Experten suchen unterdessen weiter fieberhaft nach der Quelle der Erreger: „Man kann derzeit gar nichts ausschließen“, erklärte Verbraucherministerin Ilse Aigner (CSU) im ZDF-Morgenmagazin. Die Lieferwege müssten zurückverfolgt, Lieferlisten ausgewertet werden.

Eine Übertragung von Mensch zu Mensch sei sehr unwahrscheinlich, wenn man normale Hygieneregeln einhalte, erläuterte Gesundheitssenatorin Prüfer-Storcks. „Sehr viel wahrscheinlicher ist wirklich die Primärinfektion über ein Lebensmittel, das man zu sich nimmt.“

Auch im Ausland breitet sich der Keim weiter aus: In Tschechien gibt es einen ersten nachgewiesenen EHEC-Fall. Eine amerikanische Touristin sei definitiv an dem Erregertyp O104 erkrankt, teilte das nationale Referenzlabor in Prag mit. Die EU-Kommission nannte zudem folgende EHEC-Zahlen: Schweden 41 (davon 15 HUS), Dänemark 14 (davon 6 HUS), Frankreich 6 EHEC-Fälle, Großbritannien 3 Fälle (davon 2 HUS), Niederlande 7 (davon 3 HUS) und Österreich 2 EHEC-Fälle. In den meisten Fällen handele es sich um Menschen, die kurz zuvor in Deutschland gewesen seien.

Verbraucherministerin Aigner nahm die Hamburger Gesundheitsbehörden erneut gegen ausländische Kritik am Krisenmanagement während der EHEC-Epidemie in Schutz. „Es wurden ja EHEC-Erreger auch auf spanischen Gurken gefunden. Und deshalb musste nach den europäischen Regularien dazu auch eine Schnellwarnung abgesetzt werden“, sagte die CSU-Politikerin. Die Hamburger Kollegen hätten sich „wirklich gut verhalten“. Die EHEC-Erreger auf den spanischen Gurken stammten von einem anderen Bakterien-Typ als die des aktuellen Ausbruchs in Deutschland.

Die EU-Staaten erwarten bei der Suche nach dem Grund für die Infektionen rasche Aufklärung aus Deutschland. Dies geht aus einer Erklärung von Gesundheitsexperten aller 27 EU-Regierungen hervor, die am Dienstagabend nach einem Treffen in Brüssel veröffentlicht wurde. Darin heißt es: „Die EU-Staaten nehmen auch zur Kenntnis, dass der Ausbruch geografisch mit einer Gegend um die Stadt Hamburg verbunden ist."

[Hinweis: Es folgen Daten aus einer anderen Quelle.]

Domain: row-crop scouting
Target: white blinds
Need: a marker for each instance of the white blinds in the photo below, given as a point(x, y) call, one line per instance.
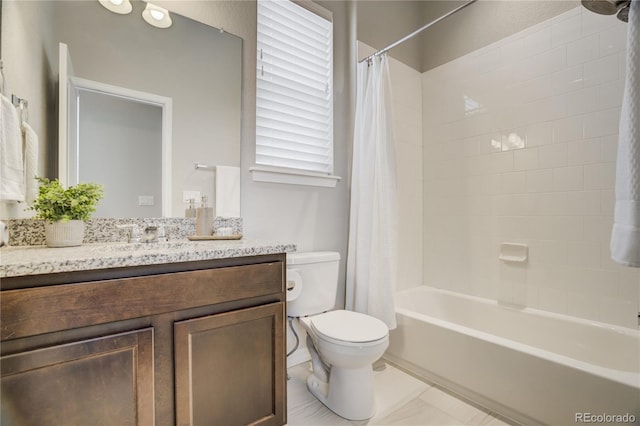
point(294, 94)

Angesichts des hohen Bedarfs an Blutkonserven und Blutplasma wegen der zahlreichen schweren EHEC-Erkrankungen haben Experten zum Blutspenden aufgerufen. „Wir haben zwar eine gut organisierte, länderübergreifende Versorgung mit Blutkonserven, aber wir sollten nicht vergessen, dass die Urlaubssaison unmittelbar bevorsteht, in der erfahrungsgemäß durch ein erhöhtes Unfallgeschehen auch wieder mehr Blutkonserven benötigt werden“, erklärte der Sprecher des Landesverbandes der Ersatzkassen in Mecklenburg-Vorpommern, Bernd Grübler.

Verläuft die EHEC-Erkrankung schwer, muss Blutwäsche eingesetzt werden. Auch Hamburgs Bürgermeister Olaf Scholz (SPD) und Gesundheitssenatorin Prüfer-Storcks riefen zum Blutspenden auf – und spendeten gleich selbst.